Let $p,q\in (0,1), p+q=1$. Assume that random variables $X$ and $Y$ are independent and both have the geometric distribution with parameters $p,q$, i.e.,
$$P(X=k)=P(Y=k)=q^kp\,,$$
where $k\in\mathbb{N}_0=\{0,1,2,...\}$.
I would like to show that
$$P(X=k\mid X+Y=n)=\frac{1}{n+1}$$
The questions I have seen here seem to arrive to the conclusion that it's equal to $\frac{1}{n-1}$. How do I arrive to $\frac{1}{n+1}$?
On
The question you linked is doing the same as you, but the OP is considering an alternative definition for the Geometric distribution (i.e., $k$ is starting at $1$ and not at $0$ as you defined).

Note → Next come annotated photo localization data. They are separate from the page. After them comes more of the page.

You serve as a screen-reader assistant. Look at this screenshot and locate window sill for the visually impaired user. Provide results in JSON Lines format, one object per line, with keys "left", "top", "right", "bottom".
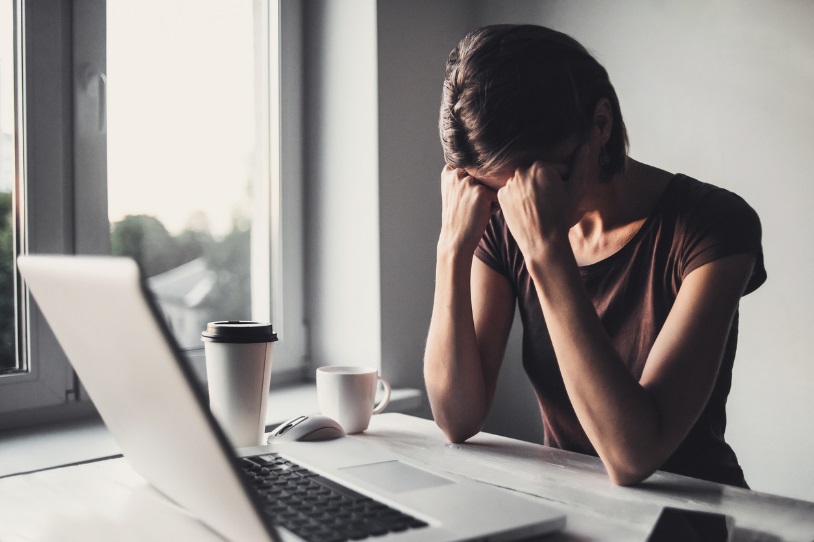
{"left": 0, "top": 383, "right": 424, "bottom": 478}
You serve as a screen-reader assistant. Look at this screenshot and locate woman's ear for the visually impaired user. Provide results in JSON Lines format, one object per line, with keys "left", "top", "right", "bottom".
{"left": 593, "top": 98, "right": 613, "bottom": 141}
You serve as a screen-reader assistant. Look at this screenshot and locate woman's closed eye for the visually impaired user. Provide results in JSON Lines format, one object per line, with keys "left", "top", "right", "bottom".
{"left": 475, "top": 179, "right": 499, "bottom": 193}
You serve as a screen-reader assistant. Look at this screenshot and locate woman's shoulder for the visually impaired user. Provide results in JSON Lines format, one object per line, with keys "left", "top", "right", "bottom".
{"left": 660, "top": 174, "right": 760, "bottom": 226}
{"left": 662, "top": 174, "right": 766, "bottom": 293}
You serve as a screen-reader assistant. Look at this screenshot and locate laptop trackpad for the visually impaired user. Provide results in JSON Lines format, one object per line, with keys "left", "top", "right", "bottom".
{"left": 340, "top": 460, "right": 455, "bottom": 493}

Hence, following the same procedure you will get the result you want.
This is not unique to this calculus: the expected value also depends on the definition you are considering (although the variance no). Check the properties at https://en.wikipedia.org/wiki/Geometric_distribution.
On
By convolution, \begin{align*} P(X+Y=n)=\sum_{k=0}^n P(X=k)P(Y=n-k) \\ =\sum_{k=0}^n (q^kp)(q^{n-k}p) \\ =\sum_{k=0}^n q^np^2 \\ =q^np^2(n+1) \end{align*}
Thus, \begin{align*} P(X=k|X+Y=n)=\frac{P(X=k)P(Y=n-k)}{P(X+Y=n)} \\ =\frac{q^np^2}{q^np^2(n+1)}=\frac{1}{n+1} \end{align*}
Your confusion may be stemming from there being two widely used definitions for the Geometric PMF (see the Wikipedia for more info).
We have: $$P(X=k\mid X+Y=n)=\frac{P((X=k) \cap (X+Y=n))}{P(X+Y=n)}$$ Now: $$\begin{align} P((X=k) \cap (X+Y=n))~&=~P((X=k) \cap (Y=n-k))\\&=P(X=k)\, P(Y=n-k)\\&=q^k p\;q^{n-k}p\\&=q^n p^2\end{align} $$ whereas $$\begin{align} P(X+Y=n)&=\sum_{i=0}^n P((X=i) \cap (Y=n-i))\\&=\sum_{i=0}^n P(X=i) \, P(Y=n-i)\\&=\sum_{i=0}^n q^i p\, q^{n-i} p\\&=\sum_{i=0}^n q^n p^2\\&= (n+1)\,q^n p^2 \end{align}$$ and you only have to divide to get the result.